Batch	Single	Description
`pypi_version_specifiers(n)`	`pypi_version_specifier()`	PEP 440 (e.g. `>=1.2,<2.0`, `~=1.0`)
`npm_version_ranges(n)`	`npm_version_range()`	npm (e.g. `^1.2.3`, `~1.2.3`, `1.x`)
`cargo_version_reqs(n)`	`cargo_version_req()`	Cargo (e.g. `^1.0`, `~1.2`)
`maven_version_ranges(n)`	`maven_version_range()`	Maven (e.g. `[1.0,2.0)`)
`gem_version_requirements(n)`	`gem_version_requirement()`	RubyGems (e.g. `~> 1.2`)

Package identity

Batch	Single	Description
`pypi_package_names(n)`	`pypi_package_name()`	PEP 503 normalised (lowercase `[a-z0-9-]`)
`npm_package_names(n)`	`npm_package_name()`	Plain or `@scope/pkg` (~30% scoped)
`cargo_package_names(n)`	`cargo_package_name()`	Rust-ident flavour
`gem_names(n)`	`gem_name()`	RubyGems gem name
`maven_group_ids(n)`	`maven_group_id()`	Reverse domain (e.g. `com.example.tools`)
`maven_artifact_ids(n)`	`maven_artifact_id()`	Lowercase with hyphens
`maven_coordinates(n)`	`maven_coordinate()`	GAV (`group:artifact:version`)

Full requirement lines

Batch	Single	Description
`pypi_requirements(n)`	`pypi_requirement()`	e.g. `requests>=2.0.0,<3.0.0`

from forgery import Faker

fake = Faker()
fake.seed(42)
fake.pypi_requirement()       # 'requests>=2.0.0,<3.0.0'
fake.maven_coordinate()       # 'com.example.tools:widget-core:1.2.3-SNAPSHOT'
fake.npm_package_name()       # '@types/fast-parser'
fake.spdx_license()           # 'Apache-2.0'
fake.git_username()           # 'tiny-logger42'
fake.commit_sha()             # 'a1b2c3d4e5f6a1b2c3d4e5f6a1b2c3d4e5f6a1b2'

The nine batch methods below accept unique=True for no-duplicate output, matching the names(n, unique=True) pattern — useful when seeding registry tables that have a unique-name constraint. Exhausting the combinatorial pool raises ValueError:

fake.pypi_package_names(100, unique=True)   # 100 distinct package names
fake.maven_coordinates(500, unique=True)    # 500 distinct GAVs
fake.spdx_licenses(60, unique=True)         # ValueError: only 50 SPDX IDs available

Methods with unique support: pypi_package_names, npm_package_names, cargo_package_names, gem_names, maven_group_ids, maven_artifact_ids, maven_coordinates, git_usernames, spdx_licenses.

Profile

Batch	Single	Description
`profiles(n)`	`profile()`	Complete personal profiles (returns dict)

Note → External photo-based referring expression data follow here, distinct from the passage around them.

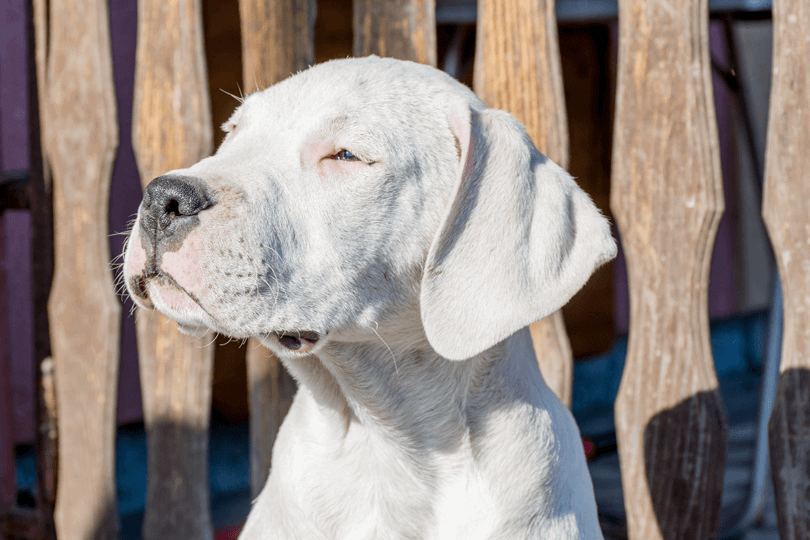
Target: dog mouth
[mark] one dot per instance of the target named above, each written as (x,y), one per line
(299,341)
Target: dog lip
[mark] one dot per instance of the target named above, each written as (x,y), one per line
(301,341)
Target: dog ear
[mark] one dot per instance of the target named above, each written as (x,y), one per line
(518,239)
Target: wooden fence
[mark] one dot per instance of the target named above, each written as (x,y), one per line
(666,196)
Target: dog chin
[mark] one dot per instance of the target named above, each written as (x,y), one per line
(293,344)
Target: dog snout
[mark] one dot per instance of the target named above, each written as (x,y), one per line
(169,200)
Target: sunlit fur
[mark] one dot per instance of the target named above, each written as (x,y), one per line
(421,412)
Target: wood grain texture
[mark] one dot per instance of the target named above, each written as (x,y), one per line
(785,208)
(41,200)
(171,129)
(404,29)
(667,197)
(517,69)
(277,41)
(84,314)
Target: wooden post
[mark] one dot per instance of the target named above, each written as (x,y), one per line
(277,41)
(172,129)
(785,208)
(41,198)
(517,68)
(667,196)
(84,314)
(404,29)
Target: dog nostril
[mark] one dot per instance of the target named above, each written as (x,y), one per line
(173,208)
(169,198)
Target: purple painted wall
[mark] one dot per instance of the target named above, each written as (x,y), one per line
(16,228)
(125,193)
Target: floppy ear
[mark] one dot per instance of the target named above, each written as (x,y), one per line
(518,239)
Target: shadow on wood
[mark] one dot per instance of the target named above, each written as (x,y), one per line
(789,439)
(684,462)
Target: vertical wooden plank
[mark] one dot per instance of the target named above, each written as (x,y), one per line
(84,314)
(42,267)
(517,69)
(404,29)
(277,41)
(785,208)
(667,196)
(171,129)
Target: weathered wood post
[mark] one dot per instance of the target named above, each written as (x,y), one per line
(517,69)
(667,197)
(404,29)
(172,129)
(84,314)
(786,208)
(277,41)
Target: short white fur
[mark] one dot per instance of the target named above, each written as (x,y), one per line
(421,412)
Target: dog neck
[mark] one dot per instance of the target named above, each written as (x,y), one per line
(408,395)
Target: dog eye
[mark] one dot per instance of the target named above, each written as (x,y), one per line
(344,155)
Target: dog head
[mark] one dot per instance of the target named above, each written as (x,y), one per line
(362,194)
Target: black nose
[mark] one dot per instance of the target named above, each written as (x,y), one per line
(169,200)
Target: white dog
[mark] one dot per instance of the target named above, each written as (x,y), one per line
(389,237)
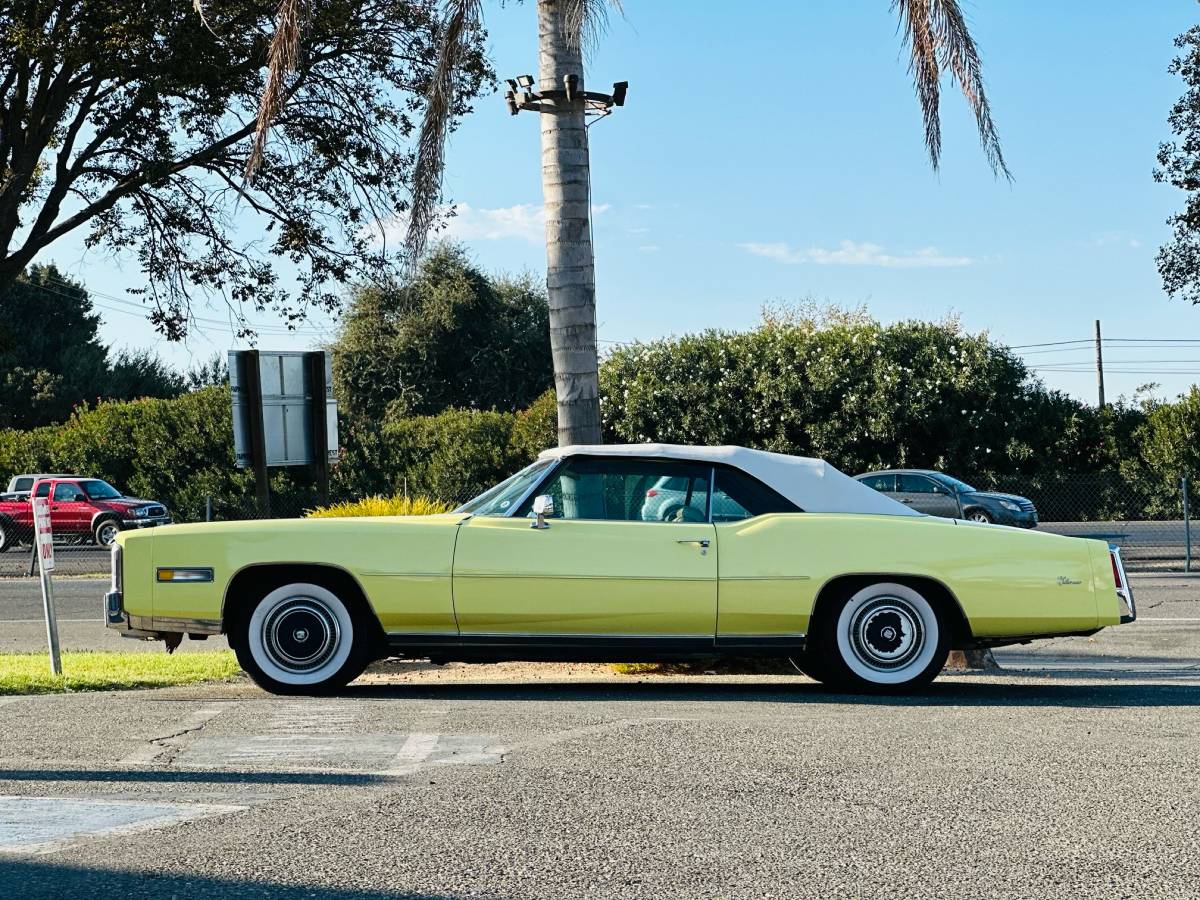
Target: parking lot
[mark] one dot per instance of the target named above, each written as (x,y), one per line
(1073,772)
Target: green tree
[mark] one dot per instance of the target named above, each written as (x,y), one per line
(450,337)
(850,390)
(142,373)
(51,355)
(135,123)
(1179,262)
(935,33)
(1170,437)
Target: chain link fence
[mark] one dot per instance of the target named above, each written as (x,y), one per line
(1147,517)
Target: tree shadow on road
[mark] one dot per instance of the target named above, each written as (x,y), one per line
(30,880)
(958,691)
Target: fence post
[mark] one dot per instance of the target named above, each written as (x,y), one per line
(1187,527)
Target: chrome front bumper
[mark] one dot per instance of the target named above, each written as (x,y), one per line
(145,522)
(153,628)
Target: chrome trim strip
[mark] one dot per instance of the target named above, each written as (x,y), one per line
(766,577)
(520,502)
(547,635)
(383,574)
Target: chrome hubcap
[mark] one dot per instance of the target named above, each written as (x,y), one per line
(300,634)
(887,634)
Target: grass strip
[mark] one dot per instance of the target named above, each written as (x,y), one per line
(102,671)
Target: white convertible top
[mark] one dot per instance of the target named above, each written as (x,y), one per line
(813,485)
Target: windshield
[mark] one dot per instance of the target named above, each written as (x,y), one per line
(498,501)
(954,484)
(100,490)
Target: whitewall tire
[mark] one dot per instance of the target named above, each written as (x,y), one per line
(882,637)
(301,639)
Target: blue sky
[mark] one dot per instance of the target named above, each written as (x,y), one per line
(773,151)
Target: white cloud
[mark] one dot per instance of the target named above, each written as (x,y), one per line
(855,253)
(463,222)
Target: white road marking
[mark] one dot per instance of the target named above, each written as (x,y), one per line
(43,825)
(315,718)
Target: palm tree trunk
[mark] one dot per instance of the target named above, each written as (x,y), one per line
(570,262)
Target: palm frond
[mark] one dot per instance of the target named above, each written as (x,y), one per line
(462,19)
(937,36)
(586,21)
(281,61)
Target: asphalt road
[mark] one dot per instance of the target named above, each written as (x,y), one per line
(1072,773)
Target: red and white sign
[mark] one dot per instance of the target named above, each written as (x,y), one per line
(42,534)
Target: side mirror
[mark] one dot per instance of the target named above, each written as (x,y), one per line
(543,507)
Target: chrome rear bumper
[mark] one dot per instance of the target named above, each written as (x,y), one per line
(1125,593)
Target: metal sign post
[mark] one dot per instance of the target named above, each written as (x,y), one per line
(43,545)
(1187,527)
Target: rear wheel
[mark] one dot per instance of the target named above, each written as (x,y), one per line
(301,639)
(883,637)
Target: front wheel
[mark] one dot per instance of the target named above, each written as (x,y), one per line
(301,639)
(883,637)
(106,532)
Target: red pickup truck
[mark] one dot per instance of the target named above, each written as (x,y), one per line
(81,508)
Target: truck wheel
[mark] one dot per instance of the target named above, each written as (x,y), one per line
(301,639)
(106,532)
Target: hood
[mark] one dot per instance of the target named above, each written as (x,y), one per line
(130,502)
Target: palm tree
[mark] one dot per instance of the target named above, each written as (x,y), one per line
(934,31)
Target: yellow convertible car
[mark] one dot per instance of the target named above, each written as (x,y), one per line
(621,553)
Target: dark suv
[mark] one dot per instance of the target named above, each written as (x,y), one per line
(939,495)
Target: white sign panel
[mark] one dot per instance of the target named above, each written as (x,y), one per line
(42,533)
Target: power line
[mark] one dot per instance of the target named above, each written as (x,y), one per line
(141,310)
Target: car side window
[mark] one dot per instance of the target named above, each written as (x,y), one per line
(65,492)
(737,496)
(886,484)
(627,490)
(916,484)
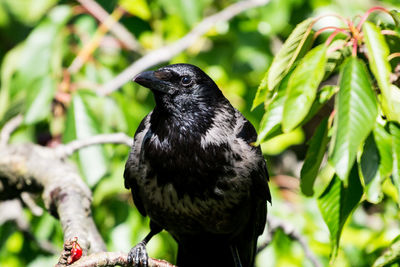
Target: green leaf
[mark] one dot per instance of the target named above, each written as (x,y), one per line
(323,96)
(39,47)
(355,115)
(8,69)
(336,204)
(39,100)
(336,57)
(80,125)
(137,8)
(395,132)
(299,41)
(302,87)
(314,156)
(378,52)
(261,92)
(370,160)
(270,125)
(390,256)
(383,142)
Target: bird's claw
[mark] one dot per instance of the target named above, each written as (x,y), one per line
(137,256)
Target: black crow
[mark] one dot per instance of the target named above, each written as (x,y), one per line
(194,170)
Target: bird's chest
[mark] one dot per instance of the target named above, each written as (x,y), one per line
(192,189)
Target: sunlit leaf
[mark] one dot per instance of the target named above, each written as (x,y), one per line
(395,132)
(270,125)
(80,125)
(336,204)
(262,91)
(378,52)
(390,256)
(370,160)
(314,156)
(8,69)
(39,100)
(297,43)
(137,8)
(355,115)
(302,87)
(383,142)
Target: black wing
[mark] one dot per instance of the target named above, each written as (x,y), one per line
(132,169)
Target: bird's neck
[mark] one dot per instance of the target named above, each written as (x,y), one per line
(181,125)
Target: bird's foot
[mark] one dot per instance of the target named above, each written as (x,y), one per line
(137,256)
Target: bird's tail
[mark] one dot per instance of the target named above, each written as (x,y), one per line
(215,254)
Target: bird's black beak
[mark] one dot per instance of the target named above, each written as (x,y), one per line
(149,80)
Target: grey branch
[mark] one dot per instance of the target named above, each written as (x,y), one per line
(165,53)
(25,168)
(117,29)
(274,224)
(114,259)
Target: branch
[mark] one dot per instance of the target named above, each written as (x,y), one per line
(9,128)
(25,168)
(165,53)
(114,259)
(123,35)
(274,224)
(116,138)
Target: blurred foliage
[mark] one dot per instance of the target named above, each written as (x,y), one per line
(40,40)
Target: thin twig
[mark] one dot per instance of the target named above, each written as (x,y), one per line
(116,138)
(165,53)
(274,224)
(30,203)
(9,128)
(123,35)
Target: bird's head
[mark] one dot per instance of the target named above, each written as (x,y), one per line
(180,87)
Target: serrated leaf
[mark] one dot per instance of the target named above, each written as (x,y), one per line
(270,124)
(383,142)
(314,156)
(370,160)
(390,256)
(299,40)
(8,68)
(80,125)
(395,132)
(355,115)
(378,52)
(396,17)
(39,100)
(302,87)
(336,204)
(261,93)
(323,96)
(336,57)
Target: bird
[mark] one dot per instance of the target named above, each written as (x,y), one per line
(195,170)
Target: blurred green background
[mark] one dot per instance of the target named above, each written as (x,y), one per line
(40,39)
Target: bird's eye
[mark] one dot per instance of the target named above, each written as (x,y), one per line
(186,81)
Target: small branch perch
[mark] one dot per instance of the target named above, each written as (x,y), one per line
(113,259)
(35,169)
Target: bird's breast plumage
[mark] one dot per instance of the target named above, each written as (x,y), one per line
(198,181)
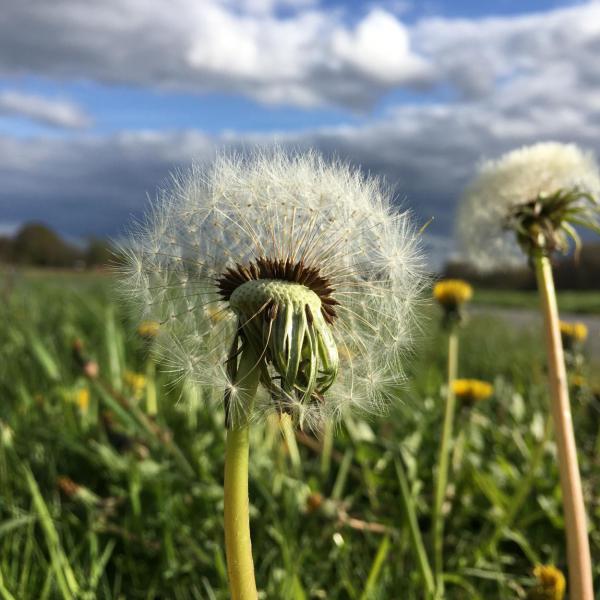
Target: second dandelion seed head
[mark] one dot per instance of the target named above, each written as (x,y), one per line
(538,193)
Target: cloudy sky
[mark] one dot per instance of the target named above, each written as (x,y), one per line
(100,100)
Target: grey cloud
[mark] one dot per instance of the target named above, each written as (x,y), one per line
(427,154)
(309,57)
(58,113)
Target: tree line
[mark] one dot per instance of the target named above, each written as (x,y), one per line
(35,244)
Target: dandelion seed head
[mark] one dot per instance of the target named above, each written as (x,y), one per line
(517,178)
(307,260)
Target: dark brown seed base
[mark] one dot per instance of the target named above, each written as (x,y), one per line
(283,270)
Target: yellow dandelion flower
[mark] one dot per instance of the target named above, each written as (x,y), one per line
(82,398)
(135,381)
(578,381)
(576,332)
(451,294)
(472,390)
(550,584)
(148,329)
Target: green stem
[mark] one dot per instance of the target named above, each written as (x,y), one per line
(327,450)
(413,527)
(443,462)
(238,545)
(151,400)
(376,567)
(578,550)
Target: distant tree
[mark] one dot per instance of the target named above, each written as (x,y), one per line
(99,253)
(36,244)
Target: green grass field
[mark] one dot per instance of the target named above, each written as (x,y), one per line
(100,500)
(584,302)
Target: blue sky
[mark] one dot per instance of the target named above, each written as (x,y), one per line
(99,102)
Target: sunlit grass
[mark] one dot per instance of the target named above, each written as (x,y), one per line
(149,524)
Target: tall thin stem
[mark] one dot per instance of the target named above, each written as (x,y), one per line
(578,549)
(443,462)
(238,545)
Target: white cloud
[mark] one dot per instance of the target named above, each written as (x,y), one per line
(379,48)
(519,80)
(304,56)
(59,113)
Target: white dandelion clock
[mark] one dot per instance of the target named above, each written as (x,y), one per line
(528,203)
(303,264)
(537,192)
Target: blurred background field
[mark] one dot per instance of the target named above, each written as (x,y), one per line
(100,499)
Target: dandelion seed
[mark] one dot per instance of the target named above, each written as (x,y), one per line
(148,329)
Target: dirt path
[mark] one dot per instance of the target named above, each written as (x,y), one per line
(522,317)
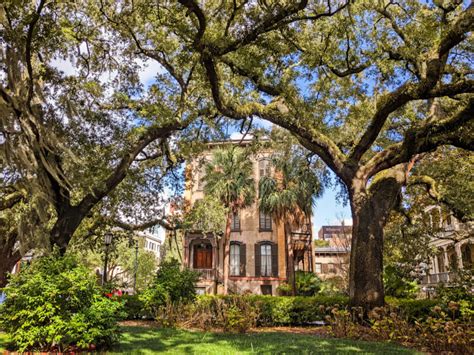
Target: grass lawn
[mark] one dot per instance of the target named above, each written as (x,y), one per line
(145,340)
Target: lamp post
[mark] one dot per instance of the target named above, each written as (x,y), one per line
(135,268)
(107,241)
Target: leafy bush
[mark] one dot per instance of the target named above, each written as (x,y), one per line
(171,285)
(397,285)
(135,308)
(268,310)
(413,310)
(307,284)
(55,304)
(436,333)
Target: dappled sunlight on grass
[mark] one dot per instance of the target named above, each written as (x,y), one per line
(140,340)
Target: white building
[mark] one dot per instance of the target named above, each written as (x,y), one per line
(455,245)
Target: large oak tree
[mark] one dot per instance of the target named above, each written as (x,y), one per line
(366,85)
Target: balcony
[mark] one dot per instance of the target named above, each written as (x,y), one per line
(442,277)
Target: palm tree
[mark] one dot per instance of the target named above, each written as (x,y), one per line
(229,177)
(289,196)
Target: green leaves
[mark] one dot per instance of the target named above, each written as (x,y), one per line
(55,304)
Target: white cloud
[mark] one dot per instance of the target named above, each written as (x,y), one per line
(149,70)
(64,66)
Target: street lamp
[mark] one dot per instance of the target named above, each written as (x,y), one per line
(135,268)
(107,241)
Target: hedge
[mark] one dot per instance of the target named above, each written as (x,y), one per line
(301,310)
(280,311)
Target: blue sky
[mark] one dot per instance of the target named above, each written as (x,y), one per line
(327,209)
(329,212)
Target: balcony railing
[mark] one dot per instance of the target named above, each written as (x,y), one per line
(444,277)
(206,274)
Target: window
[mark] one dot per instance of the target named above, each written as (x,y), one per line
(264,168)
(200,290)
(235,224)
(265,222)
(331,268)
(318,268)
(200,176)
(266,260)
(202,256)
(235,259)
(266,289)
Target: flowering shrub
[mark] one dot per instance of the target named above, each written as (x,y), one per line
(55,305)
(171,285)
(440,331)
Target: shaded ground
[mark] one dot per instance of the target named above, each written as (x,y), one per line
(145,338)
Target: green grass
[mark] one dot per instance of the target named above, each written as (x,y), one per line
(140,340)
(3,341)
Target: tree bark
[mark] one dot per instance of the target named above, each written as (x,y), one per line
(370,210)
(290,260)
(69,219)
(8,258)
(226,265)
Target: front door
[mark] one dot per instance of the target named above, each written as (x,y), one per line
(202,256)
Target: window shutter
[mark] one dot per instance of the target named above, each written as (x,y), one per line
(243,259)
(258,260)
(325,268)
(275,260)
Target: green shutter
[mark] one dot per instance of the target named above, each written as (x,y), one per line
(275,260)
(243,259)
(258,260)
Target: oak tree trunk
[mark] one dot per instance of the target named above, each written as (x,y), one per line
(69,219)
(370,210)
(8,258)
(290,260)
(226,265)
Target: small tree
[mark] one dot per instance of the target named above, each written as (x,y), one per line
(229,178)
(289,196)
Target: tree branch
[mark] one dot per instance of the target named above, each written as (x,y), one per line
(411,91)
(453,130)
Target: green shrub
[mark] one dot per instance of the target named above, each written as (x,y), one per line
(135,307)
(171,285)
(270,310)
(307,284)
(396,285)
(411,309)
(55,304)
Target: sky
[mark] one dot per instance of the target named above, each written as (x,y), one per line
(327,210)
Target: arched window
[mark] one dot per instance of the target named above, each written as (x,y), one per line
(264,221)
(237,259)
(235,224)
(266,259)
(264,168)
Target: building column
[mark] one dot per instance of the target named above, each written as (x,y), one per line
(434,262)
(457,249)
(445,258)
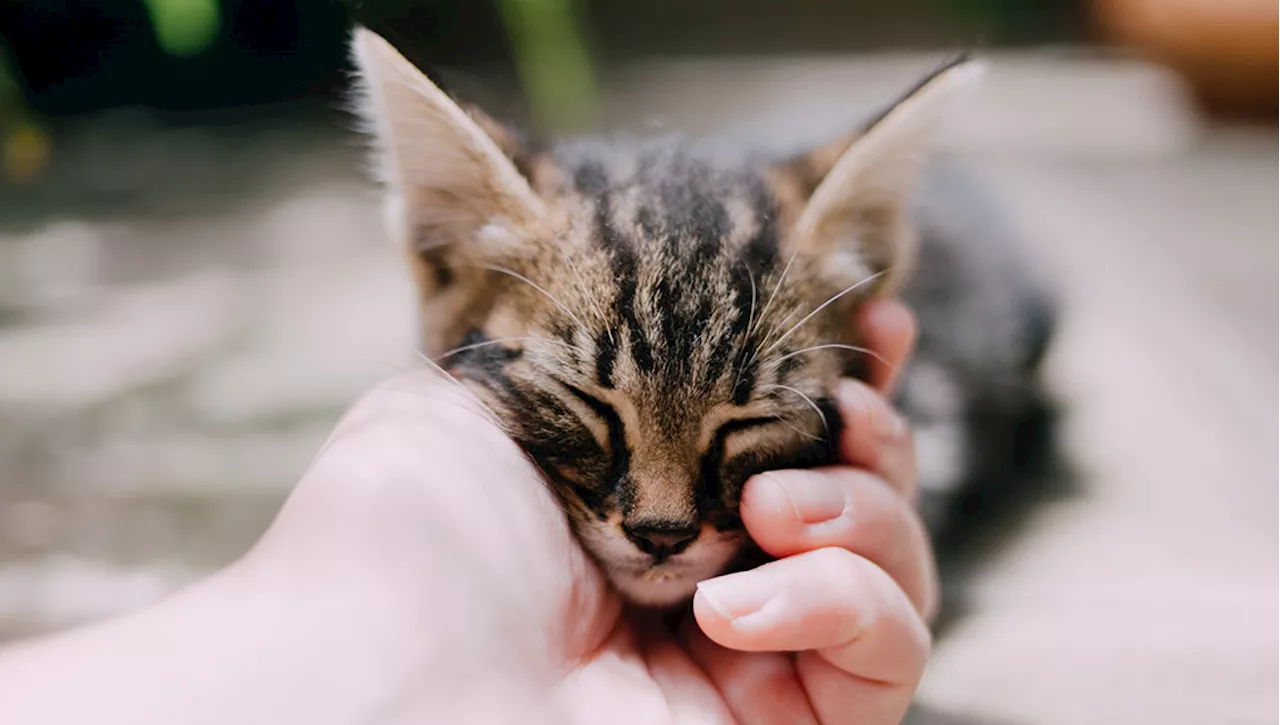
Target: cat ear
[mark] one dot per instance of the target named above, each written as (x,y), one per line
(858,210)
(452,190)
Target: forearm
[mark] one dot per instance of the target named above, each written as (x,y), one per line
(227,653)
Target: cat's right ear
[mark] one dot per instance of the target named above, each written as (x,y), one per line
(452,195)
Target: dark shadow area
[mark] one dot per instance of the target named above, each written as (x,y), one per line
(997,506)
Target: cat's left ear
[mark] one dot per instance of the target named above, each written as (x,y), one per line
(856,217)
(452,187)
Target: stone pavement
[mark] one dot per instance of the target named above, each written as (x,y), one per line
(165,377)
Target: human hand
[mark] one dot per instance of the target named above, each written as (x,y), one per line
(420,500)
(423,571)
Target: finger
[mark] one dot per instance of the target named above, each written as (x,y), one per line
(689,693)
(862,644)
(794,511)
(759,688)
(876,437)
(887,327)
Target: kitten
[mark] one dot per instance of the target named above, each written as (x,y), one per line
(654,323)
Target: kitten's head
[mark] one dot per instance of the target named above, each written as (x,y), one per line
(652,324)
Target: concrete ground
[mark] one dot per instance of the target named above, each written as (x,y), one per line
(169,370)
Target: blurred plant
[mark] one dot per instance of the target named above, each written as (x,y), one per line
(24,145)
(552,60)
(184,27)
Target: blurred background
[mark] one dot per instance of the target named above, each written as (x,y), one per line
(193,286)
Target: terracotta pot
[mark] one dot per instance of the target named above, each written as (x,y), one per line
(1229,50)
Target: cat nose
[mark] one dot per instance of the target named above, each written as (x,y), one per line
(663,538)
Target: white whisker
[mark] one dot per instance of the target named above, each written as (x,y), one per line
(545,293)
(778,286)
(824,305)
(488,342)
(496,419)
(750,323)
(837,346)
(807,399)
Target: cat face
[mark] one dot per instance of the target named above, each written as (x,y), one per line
(652,323)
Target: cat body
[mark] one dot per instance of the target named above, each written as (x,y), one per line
(654,322)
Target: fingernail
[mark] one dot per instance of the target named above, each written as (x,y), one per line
(891,425)
(741,598)
(886,422)
(812,497)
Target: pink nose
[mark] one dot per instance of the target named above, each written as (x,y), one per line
(662,539)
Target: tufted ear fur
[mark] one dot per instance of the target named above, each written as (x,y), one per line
(455,199)
(856,215)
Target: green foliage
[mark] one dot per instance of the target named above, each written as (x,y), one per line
(184,27)
(552,60)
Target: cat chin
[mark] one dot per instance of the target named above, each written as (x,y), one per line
(656,591)
(671,584)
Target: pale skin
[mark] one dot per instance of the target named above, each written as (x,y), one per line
(423,573)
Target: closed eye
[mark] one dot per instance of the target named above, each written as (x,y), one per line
(743,424)
(613,422)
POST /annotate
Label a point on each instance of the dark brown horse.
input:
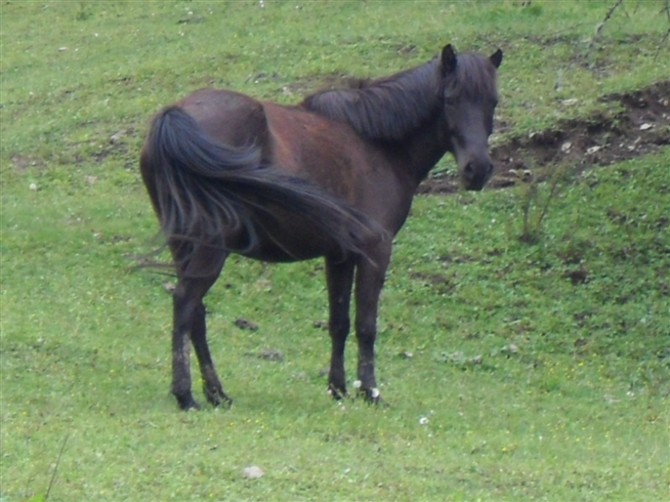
(332, 177)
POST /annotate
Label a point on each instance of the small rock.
(116, 137)
(244, 324)
(253, 472)
(271, 355)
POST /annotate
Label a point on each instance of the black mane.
(387, 108)
(392, 107)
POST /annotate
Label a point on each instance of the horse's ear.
(448, 59)
(496, 58)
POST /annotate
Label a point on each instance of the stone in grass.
(253, 472)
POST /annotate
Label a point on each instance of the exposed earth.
(639, 124)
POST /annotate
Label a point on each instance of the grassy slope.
(579, 410)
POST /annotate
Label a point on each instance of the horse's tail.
(202, 189)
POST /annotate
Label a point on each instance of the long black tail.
(202, 190)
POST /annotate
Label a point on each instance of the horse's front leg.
(369, 283)
(339, 278)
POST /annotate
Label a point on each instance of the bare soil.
(638, 123)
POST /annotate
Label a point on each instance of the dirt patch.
(639, 124)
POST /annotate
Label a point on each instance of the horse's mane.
(391, 107)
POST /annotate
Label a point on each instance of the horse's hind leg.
(369, 283)
(202, 270)
(339, 277)
(210, 380)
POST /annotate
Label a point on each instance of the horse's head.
(470, 97)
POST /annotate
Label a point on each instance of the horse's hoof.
(371, 395)
(187, 404)
(218, 398)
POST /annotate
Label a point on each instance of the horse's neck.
(423, 149)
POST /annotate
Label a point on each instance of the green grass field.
(511, 371)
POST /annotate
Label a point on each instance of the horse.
(333, 177)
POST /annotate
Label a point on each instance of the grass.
(511, 371)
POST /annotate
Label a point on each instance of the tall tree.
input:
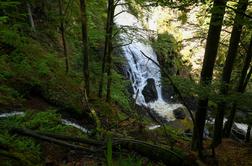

Each profile dict contains: first_name, last_name, name, email, phone, address, city, state, zip_code, country, company, job, date_of_birth.

from forgery import Faker

fake = Faker()
fake.seed(42)
p = fake.profile()
# {"first_name": "Ryan", "last_name": "Grant", "name": "Ryan Grant",
#  "email": "rgrant@example.com", "phone": "(555) 123-4567", ...}

Unique Value Generation

For batch methods that select from finite lists (names, cities, countries, etc.), you can request unique values:

from forgery import Faker

fake = Faker()
fake.seed(42)

# Generate 50 unique names (no duplicates)
unique_names = fake.names(50, unique=True)
assert len(unique_names) == len(set(unique_names))

# Generate 20 unique cities
unique_cities = fake.cities(20, unique=True)

# Generate 50 unique countries
unique_countries = fake.countries(50, unique=True)

Important Notes:

Unique generation will raise ValueError if you request more unique values than are available in the underlying data set.
Performance: Unique generation uses O(n) memory (stores all outputs in a HashSet) and can be O(n × 100) time in worst case due to retry logic. For very large unique batches, consider whether duplicates are actually problematic for your use case.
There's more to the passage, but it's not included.